McKay and Charles Randolph adapted the screenplay from the Michael Lewis’ book that chronicles the real life series of events that lead to a respective group of money managers (Steve Carell and his motley crew), investors (Christian Bale and Brad Pitt), and Wall Street types (Ryan Gosling) who looked to bet against the wildly profitable sub-prime mortgage industry. Seems like a tough sell, right? A movie that revolves around a bunch of rich white guys in their offices outsmarting all the other rich white guys sounds hardly interesting, or original (see: Gordon Gecko). That’s where the combination of McKay’s comedic prowess and ingénue along with the A-list arsenal of acting immersion lift The Big Short into unparalleled satirical standing.

The Big Short is grimly funny – opening with an uncanny (and later on, intermittent) fourth-wall break a la Wolf Of Wall Street from Ryan Gosling, whoops, in the movie he’s Jared Vennett, a hotshot Deutsche banker. Vennett takes the viewer through a brief montage on the history of the real estate, mortgage, and various other large-scale financial industries in a fun and expository manner.
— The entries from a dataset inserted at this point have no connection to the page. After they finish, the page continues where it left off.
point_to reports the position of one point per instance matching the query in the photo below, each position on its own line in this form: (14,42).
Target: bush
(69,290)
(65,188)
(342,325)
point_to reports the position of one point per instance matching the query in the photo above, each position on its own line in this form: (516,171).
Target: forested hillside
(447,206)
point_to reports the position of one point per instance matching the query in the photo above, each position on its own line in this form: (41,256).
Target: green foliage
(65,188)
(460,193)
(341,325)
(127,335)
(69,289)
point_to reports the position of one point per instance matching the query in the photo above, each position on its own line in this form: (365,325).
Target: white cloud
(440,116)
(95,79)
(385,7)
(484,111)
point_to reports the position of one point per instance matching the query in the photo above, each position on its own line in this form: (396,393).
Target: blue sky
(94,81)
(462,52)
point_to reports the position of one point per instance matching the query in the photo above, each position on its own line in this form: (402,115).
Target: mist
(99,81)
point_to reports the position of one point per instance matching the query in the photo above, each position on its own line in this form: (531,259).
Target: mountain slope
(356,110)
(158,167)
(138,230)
Despite the light and playful nature of Vennett’s historical run down, the overall sardonic tone is established, allowing the film to become much darker and fuel itself with clever wit and rage.

The players introduced in Vennett’s expository homily are as follows: all around acting chameleon Christian Bale as the glass-eyed, hermitic M.D. turned San Jose investing consultant with a penchant for drumming, Michael Burry, Steve Carell as the New York corporation-condemning neurotic misanthrope Michael Baum and his troupe of equally maladjusted money managers (one of the films truly unexpected highlights) portrayed by Hamish Linklater, Rafe Spall, and Jeremy Strong. Brad Pitt not only stars as Ben Rickert, a despondent Wall Street banker turned political activist/guiding light to a couple young gunners from Denver (Finn Wittrock and John Magaro), but also lends a hand as a producer on the film. Finally, the film’s pseudo narrator, docent, fit fanatic, Jordan Belfort-lite, antagonistic protagonist, resident “burn” distributor, Jared Vennett, played by Ryan Gosling in a jerry curl.
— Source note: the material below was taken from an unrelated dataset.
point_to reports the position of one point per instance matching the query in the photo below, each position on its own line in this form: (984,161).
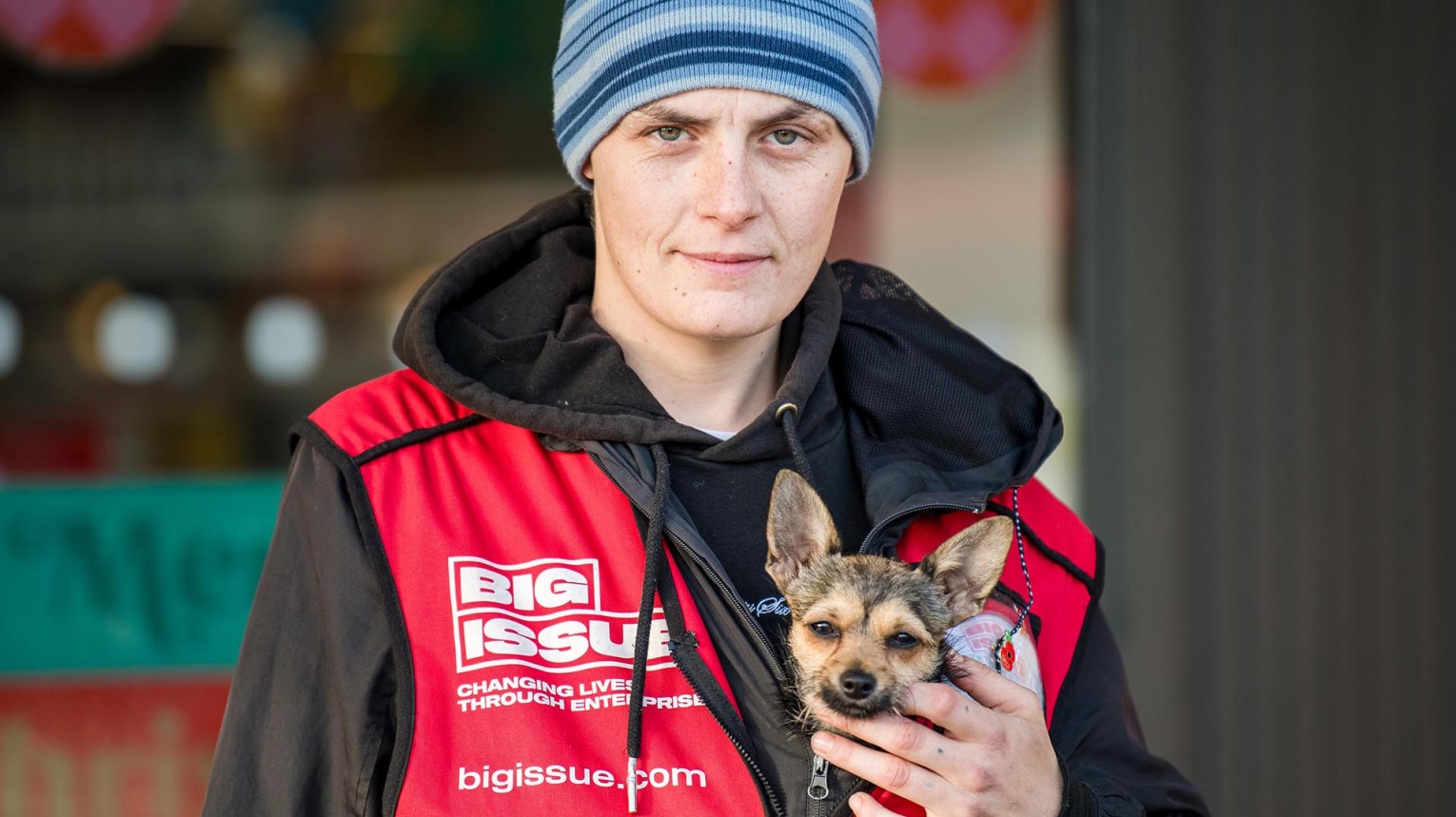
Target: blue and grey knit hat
(616,55)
Due to the magnificent People magazine fodder the exceptional cast actually is, the film takes a couple beats to fully commit to the characters within the story. That being said, Bale disappears into Burry’s anti-social, atypical nature seamlessly almost instantaneously, with Carell’s well-intentioned, yet cynical portrayal of Michael Baum not far behind.
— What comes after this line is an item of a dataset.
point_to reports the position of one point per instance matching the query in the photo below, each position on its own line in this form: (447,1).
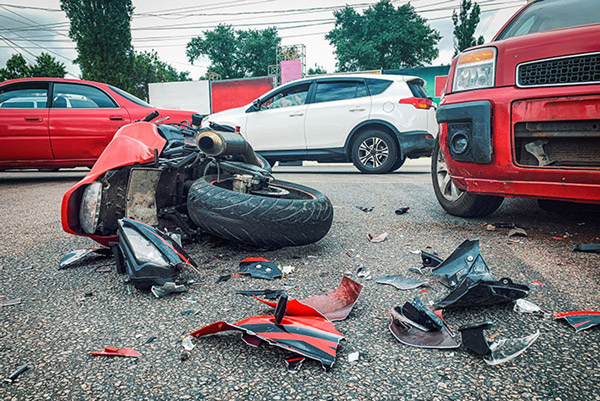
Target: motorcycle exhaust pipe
(226,143)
Rather than give a full recount of the film’s synopsis, the reader may be better served with focuses on the unique and clever aspects of the film instead. The film operates in multiple parts - documentary, farce, drama, satire, etc. – with each aspect being highlighted in various capacities. Gosling’s Vennett serves as a wonderful narrator for the more historical, expository asides, while Carell and Bale offer more dramatic performances within the film. Pitt’s role in the film is mostly ancillary, but provides a lens that inevitably makes the viewer question the protagonists’ moral standing as a whole.

The A-list cast certainly carries the film, but perhaps the most notable aspect of the film as a whole is the manner of which complex real estate and mortgage terms are explained in layman’s terms by the likes of Margot Robbie, Anthony Bourdain, Richard Thaler, and Selena Gomez.  When key terms and complex mortgage phrases are introduced, Gosling inevitably throws a quick cut to a cameo. Each cameo is essentially an informational vignette that gives both a humorous and informative explanation of the term. Again, instead of reproducing each individual informative vignette, just know that one involves Margot Robbie in a bathtub (eerily similar to Wolf of Wall Street), Anthony Bourdain in a kitchen, and arguably the best of the three, economist Richard Thaler and pop star Selena Gomez explaining synthetic CDO’s (Collateralized Debt Obligations) and the “Hot Hand Fallacy” over a game of blackjack.

The Big Short is the smartest movie in 2015. It’s sharp, divisive, engaging, and humorous, without sacrificing any ounce of information in the name of Hollywood dramatics. It is a movie that focuses on subprime loans, something so complex, even the banks that doled them out failed to fully grasp exactly what they entailed. McKay manages to take a bewildering piece in history and craft it into a digestible package that does not sacrifice any wit or edge so audiences can understand more clearly. The Big Short observes and utilizes the events (24-hour celebrity news cycle) that obfuscated the eventual recession, and in turn illuminates the situation so viewers can make their own decisions on what went wrong, and who (if anyone) is to blame.